On dira que l’abstention n’est pas très démocratique. C’est
inexact. Une abstention massive sera un message indiscutable envoyé aux
politiques. Elle aura pour résultat d’affaiblir clairement le pouvoir issu des
urnes. Dans cette hypothèse, cela risque d’être les islamistes. Tant mieux. Et
puis, est-ce plus démocratique de faire, une fois élu, le contraire de la
politique pour laquelle les électeurs ont votée ?
C’est, dira-t-on, favoriser la prise de pouvoir par Ennahdha !
Cela est tout à fait vrai mais outre que cela créera un électrochoc, cette
situation aura le mérite de la clarté. Ennahdha qui, aujourd’hui n’assume
aucune responsabilité dans la crise et dans l’échec, s’abritant toujours derrière
ses alliés « démocrates » d’Ettakatol & du CPR d’abord et
maintenant de Nidaa Tounes ; devra bien assumer les échecs * que connaissent
les tunisiens depuis que ce parti s’est accaparé leur « révolution ».
Cela mettra un terme à la stratégie délibérée et machiavélique des
Frères musulmans qui consiste à ne pas vouloir être en première ligne du
pouvoir, de façon à ne pas en assumer la responsabilité ; préférant se
cacher derrière leurs alliés pour pouvoir placer leurs hommes et islamiser de
manière rampante la société tunisienne. Ce que fait malheureusement encore
Ennahdha avec la complicité cette fois-ci de Nidaa Tounes. Qu’elle le fasse au
grand jour et que les tunisiens jugent !
Par ailleurs, quelques soit la dangerosité de ses projets, Ennahdha
sera contenue, n’en doutons pas, par la Société Civile tunisienne qui a montré
sa force et qui est plus efficace que les frileux politiques dont beaucoup
manquent d’envergure.
Enfin, la conjoncture internationale et le recul partout de
l’islamisme politique, rendront vaines les velléités dictatoriales des
islamistes.
Dès lors l’abstention, sanction nécessaire des hommes politiques
sans honneur, ne représente pas un danger si grand qu’il devrait nous faire
accepter l’inacceptable.
Ne pourra avoir mon vote que le parti qui dira clairement ces
quelques principes clairs :
- S’engager à ne jamais faire la moindre
alliance avec les islamistes.
- Interdire les partis religieux, la
religion n’ayant pas sa place en politique parce qu’elle a une vocation à des
positions totalitaires et parce que la religion n’a pas à diviser le peuple
comme elle le fait de toute évidence aujourd’hui depuis que les islamistes se
sont emparés de sa « révolution ».
- S’engager à modifier le mode de scrutin
prévu par la Constitution pour instaurer un système qui, donnant une prime au
parti placé en tête, lui assure une majorité claire permettant de réellement
gouverner et d’avoir une vraie politique. La démocratie ce n’est pas le
compromis ou le consensus mou : c’est
l’alternance de politique claire.
- Œuvrer pour une réelle reprise en main
de l’éducation qui a régressé de manière choquante et qui a donné naissance à
un peuple incapable de faire face aux défis du siècle.

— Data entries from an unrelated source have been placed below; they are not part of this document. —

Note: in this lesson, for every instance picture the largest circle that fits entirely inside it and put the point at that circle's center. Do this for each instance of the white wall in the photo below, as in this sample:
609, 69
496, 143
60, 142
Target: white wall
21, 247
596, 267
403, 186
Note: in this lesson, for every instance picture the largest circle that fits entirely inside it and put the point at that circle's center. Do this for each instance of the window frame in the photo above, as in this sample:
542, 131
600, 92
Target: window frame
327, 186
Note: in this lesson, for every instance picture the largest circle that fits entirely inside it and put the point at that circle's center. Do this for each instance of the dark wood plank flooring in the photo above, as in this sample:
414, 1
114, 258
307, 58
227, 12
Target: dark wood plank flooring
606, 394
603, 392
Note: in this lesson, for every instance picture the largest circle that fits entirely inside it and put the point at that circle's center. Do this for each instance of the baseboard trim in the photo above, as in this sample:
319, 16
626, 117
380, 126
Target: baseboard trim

- Continuer mais avec fermeté dans l’instauration
d’un véritable Etat de droit par le contrôle de la police et par
l’assainissement de la justice de ce pays.

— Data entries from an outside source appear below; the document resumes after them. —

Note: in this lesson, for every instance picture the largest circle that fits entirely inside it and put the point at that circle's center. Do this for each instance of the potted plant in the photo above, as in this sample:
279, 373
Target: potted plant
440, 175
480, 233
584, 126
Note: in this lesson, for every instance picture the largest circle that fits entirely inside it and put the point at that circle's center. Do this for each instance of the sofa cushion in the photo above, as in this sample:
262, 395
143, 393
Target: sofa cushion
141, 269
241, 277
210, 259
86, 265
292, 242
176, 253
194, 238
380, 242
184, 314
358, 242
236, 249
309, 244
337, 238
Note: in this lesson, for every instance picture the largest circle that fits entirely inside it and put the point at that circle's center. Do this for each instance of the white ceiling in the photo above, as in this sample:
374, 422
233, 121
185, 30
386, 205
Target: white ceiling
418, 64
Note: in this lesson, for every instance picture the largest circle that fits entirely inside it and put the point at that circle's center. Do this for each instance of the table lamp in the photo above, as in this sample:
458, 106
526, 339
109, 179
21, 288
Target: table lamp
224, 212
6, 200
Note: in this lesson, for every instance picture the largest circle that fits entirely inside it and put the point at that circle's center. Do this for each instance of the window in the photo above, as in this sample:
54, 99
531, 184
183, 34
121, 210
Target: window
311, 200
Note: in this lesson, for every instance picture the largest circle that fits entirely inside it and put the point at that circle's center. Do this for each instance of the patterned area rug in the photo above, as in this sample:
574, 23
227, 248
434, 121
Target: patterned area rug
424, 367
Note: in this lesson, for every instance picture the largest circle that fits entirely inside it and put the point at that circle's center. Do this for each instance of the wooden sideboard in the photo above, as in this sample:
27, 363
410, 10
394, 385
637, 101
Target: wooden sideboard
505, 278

- Enfin, faire en sorte que dans une
économie libérée, renforcée par l’état de droit, une redistribution plus juste
permette plus de justice sociale entre les citoyens et entre les régions du
pays.
Voilà le seul programme qui puisse sortir le pays de l’ornière où
il se trouve. Ce n’est pas l’attelage Nidaa Tounes-Ennahdha qui pourra le
mettre en œuvre.
Rachid Barnat
* Faut-il préciser que ce qui est perçu comme échecs de la part des
tunisiens, n’est que réussites pour les islamistes dont le projet est de
détricoter et détruire tout ce qu’avait fait Bourguiba : à savoir une
Nation et une Administration moderne pour ancrer la Tunisie dans la
modernité ; alors que l’objectif des pan-islamistes
et leurs complices les pan-arabistes, est
de diluer ce peuple dans un magma appelé « Oumma islamya » (communauté des musulmans) pour les premiers et « Oumma Arabya » (monde arabe) pour les seconds ! C’est
dire leur lubie.
Lire : Abstention, piège à cons ?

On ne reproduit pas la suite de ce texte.